Malgré l’importance de la participation aux manifestations des milieux kémalistes laïques, mécontents du pouvoir de l’AKP, la majorité des manifestants ont été, aussi bien que des groupes de gauche, des gens de 20-30 ans qui ont pris place, pour la première fois dans une lutte politique. Il faudrait d’ailleurs souligner le fait que c’étaient des jeunes femmes qui occupaient les premiers rangs pendant les affrontements avec la police. Les quartiers de pauvres à proximité du centre a facilité la participation aux manifestations de jeunes habitants de ces quartiers. Les gens de partout se sont orientés vers le centre-ville. À l’aube un important convoi de gens a traversé le pont du Bosphore à pied et joint les autres manifestants. Même si cela restait limité, certaines membres du parti d’extrême-droite MHP ont participé aux manifestations, mais la direction du parti a leur tout de suite donné l’ordre de quitter les rangs. Il y a un mélange de jeunes filles qui portaient de foulard, de « musulmans anticapitalistes », de fans de clubs de foot, de groupes LGBT, de kurdes, de kémalistes et surtout de ce qui disaient contre Tayyip Erdoğan « nous aussi nous sommes là, nous existons ». Les mots d’ordre importants étaient « Tayyip démissionne », « au coude à coude contre le fascisme », « Ce n’est qu’un début, la lutte continue », pourtant aucune revendication nette s’est exprimée par la foule. Même si l’Initiative de Taksim a formulé la revendication de la démission du ministre de l’intérieur, cette revendication ne s’est pas encore très répandue dans la masse. Ce qui est plus important des discussions au sujet de l’apparition éventuelle d’une opposition qui pourrait s’étendre de « Nous sommes » à « Nous serons », est le fait que, pour la première fois, de centaines de milliers de gens se rendent d’une façon indépendante aux places publiques sans qu’ils soient orientés par un centre connu (parti, syndicat ou Etat) afin de s’opposer aux politiques du gouvernement qui prend de plus en plus une tournure autoritaire. Même si les revendications sociales n’ont pas encore vu le jour, il est bien évident que la mise en œuvre des politiques néolibérale provoque l’indignation des masses.

La revanche du 1er mai ou les guerres de mémoire

Le gouvernement avait, le 1er mai dernier, fermé aux manifestations la place de Taksim qui a une importance symbolique, sous prétexte de travaux en cours, paralysé la transportation maritime et routière afin d’empêcher les manifestations du 1er mai et déployé des policiers partout. Suite à l’adoption par le gouvernement d’une méthode à la Putin afin d’étouffer la souffle de l’opposition sociale la ville avait été paralysée.

Il y a une guerre de mémoire entre la gauche et le gouvernement au sujet de la place de Taksim qui est connue comme place du 1er mai. Face à une gauche qui souhaiterait perpétuer la mémoire de 42 personnes qui sont tombés dans cette place au 1er mai de 1977, ainsi que les idéaux de la classe ouvrière, le gouvernement voudrait, en reconstruisant la caserne d’artillerie, à la fois « revivifier l’histoire » et, en transformant le caserne en centre commercial, créer sa propre légitimité historique.

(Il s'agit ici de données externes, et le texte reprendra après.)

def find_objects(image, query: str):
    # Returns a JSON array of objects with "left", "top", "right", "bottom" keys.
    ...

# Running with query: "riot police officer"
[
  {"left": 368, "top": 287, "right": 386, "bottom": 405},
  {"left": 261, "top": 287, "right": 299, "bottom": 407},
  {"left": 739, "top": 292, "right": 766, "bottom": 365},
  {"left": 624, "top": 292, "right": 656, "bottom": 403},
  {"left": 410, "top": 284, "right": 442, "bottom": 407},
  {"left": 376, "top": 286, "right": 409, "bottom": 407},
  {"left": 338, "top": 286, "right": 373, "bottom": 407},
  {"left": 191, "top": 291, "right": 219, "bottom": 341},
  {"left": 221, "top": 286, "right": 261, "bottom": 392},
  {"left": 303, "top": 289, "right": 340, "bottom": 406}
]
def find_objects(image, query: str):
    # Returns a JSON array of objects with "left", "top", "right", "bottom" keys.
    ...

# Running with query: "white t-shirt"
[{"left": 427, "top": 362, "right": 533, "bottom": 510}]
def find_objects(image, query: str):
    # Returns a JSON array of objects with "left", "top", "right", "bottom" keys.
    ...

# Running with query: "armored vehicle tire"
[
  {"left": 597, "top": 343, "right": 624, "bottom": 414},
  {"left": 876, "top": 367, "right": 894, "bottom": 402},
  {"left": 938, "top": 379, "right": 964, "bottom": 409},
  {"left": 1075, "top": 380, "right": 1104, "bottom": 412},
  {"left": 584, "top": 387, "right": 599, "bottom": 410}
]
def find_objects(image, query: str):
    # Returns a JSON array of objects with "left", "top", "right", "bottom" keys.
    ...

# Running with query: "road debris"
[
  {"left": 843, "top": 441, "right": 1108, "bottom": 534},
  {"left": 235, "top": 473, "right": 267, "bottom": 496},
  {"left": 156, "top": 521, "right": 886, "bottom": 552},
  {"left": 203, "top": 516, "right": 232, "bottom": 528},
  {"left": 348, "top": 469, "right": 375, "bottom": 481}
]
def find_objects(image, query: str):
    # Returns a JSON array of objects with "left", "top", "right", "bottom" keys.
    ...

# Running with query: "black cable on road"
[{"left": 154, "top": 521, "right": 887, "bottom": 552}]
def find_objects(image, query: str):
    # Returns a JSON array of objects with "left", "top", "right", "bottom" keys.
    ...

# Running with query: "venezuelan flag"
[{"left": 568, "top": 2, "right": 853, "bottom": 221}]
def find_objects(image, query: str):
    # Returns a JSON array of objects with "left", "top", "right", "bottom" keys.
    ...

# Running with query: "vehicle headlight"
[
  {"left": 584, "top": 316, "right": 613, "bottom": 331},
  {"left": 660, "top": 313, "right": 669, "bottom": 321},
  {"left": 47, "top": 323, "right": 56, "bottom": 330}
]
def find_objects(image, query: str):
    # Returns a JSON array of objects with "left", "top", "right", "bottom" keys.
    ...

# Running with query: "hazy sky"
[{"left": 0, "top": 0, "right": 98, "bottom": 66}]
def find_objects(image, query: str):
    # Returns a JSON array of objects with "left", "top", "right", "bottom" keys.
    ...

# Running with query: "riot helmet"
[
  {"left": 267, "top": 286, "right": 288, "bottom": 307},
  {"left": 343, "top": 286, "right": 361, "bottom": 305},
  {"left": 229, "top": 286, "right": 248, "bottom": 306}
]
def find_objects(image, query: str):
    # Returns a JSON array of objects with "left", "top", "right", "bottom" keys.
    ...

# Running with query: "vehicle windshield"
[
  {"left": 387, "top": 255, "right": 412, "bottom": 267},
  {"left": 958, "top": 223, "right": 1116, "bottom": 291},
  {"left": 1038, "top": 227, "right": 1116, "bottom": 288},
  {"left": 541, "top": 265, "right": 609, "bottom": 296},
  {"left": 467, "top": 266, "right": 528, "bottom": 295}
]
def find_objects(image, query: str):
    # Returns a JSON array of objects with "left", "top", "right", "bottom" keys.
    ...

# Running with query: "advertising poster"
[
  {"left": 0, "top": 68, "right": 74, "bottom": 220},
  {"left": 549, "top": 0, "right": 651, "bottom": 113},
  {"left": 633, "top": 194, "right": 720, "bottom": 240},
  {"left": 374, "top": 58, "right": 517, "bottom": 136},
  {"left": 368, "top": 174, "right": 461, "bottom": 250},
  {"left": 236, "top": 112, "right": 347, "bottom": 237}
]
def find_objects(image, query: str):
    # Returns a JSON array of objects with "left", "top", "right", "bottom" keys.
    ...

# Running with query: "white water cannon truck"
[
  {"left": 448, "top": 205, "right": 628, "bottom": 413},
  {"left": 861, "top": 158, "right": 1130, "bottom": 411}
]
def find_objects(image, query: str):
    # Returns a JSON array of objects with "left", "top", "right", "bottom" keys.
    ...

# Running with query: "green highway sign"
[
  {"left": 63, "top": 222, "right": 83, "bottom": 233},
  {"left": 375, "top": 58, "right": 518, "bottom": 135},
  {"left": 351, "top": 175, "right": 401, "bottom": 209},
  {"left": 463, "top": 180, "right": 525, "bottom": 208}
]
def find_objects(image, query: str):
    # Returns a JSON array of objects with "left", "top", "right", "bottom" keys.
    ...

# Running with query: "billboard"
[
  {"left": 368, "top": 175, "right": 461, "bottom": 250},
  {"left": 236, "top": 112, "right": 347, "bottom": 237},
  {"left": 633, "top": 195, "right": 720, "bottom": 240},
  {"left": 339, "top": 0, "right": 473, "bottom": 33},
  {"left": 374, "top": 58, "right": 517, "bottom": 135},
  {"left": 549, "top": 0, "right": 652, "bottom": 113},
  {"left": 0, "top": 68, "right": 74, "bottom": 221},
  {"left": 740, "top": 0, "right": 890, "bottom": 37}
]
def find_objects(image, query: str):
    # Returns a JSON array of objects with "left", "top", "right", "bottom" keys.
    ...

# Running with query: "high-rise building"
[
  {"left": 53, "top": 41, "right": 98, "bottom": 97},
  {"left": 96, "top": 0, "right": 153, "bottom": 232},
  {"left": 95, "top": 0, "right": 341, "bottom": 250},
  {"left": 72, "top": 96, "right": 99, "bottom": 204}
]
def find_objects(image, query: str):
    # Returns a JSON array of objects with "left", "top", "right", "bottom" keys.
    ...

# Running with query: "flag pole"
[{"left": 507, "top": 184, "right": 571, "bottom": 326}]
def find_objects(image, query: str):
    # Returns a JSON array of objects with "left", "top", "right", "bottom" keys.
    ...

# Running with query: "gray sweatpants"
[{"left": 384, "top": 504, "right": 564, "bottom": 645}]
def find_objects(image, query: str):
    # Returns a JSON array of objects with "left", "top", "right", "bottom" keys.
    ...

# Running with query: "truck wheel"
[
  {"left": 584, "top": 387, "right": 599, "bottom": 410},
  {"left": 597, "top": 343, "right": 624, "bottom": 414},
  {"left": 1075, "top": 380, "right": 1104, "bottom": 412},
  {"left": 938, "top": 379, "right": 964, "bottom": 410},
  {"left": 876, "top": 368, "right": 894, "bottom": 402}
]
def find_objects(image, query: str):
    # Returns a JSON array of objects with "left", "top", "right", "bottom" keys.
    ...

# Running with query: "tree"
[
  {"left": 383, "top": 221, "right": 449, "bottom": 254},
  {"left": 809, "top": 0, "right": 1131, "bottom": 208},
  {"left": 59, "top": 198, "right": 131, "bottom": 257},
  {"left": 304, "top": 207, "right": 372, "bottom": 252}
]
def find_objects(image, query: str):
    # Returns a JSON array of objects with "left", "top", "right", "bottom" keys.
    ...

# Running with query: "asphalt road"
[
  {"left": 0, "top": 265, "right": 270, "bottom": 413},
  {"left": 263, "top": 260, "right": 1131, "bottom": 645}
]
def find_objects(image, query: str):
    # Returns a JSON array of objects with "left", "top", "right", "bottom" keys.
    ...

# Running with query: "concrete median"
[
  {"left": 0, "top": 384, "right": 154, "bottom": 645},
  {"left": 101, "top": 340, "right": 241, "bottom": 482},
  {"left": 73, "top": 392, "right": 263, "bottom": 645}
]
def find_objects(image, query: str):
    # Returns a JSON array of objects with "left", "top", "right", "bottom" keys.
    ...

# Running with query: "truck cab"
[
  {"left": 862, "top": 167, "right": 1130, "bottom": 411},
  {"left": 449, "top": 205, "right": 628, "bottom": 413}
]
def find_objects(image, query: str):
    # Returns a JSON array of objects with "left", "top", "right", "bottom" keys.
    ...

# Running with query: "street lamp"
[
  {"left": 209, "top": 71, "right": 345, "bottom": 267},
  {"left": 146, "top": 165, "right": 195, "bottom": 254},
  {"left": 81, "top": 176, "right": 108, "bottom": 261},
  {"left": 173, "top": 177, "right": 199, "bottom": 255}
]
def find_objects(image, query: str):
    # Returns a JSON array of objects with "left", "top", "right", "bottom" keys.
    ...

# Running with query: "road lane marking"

En humiliant les manifestants qu’il stigmatise de « marauder » et de provocateur, Erdogan a révélé à quel point il était « consistant » quand il s’opposait à la répression israélienne à Gaza ou quand il critiquait Asad en Syrie. Les deux prochaines années auront lieu les élections municipales et législatives, ainsi que l’élection présidentielle. Selon de nombreux analystes, il est presque certain que Erdogan soit élu comme président. Erdogan voudrait réaliser un amendement constitutionnel qui lui permettrait de constituer un régime présidentiel à la Putin.

Cependant ces derniers évènements ont était une défaite inattendue pour lui.

Dorénavant ce dont nous avons besoin, c’est de nouvelles expériences massives.


Masis Kürkçügil* est membre dirigeant de  Yeni Yol,  notre section sœur en Turquie.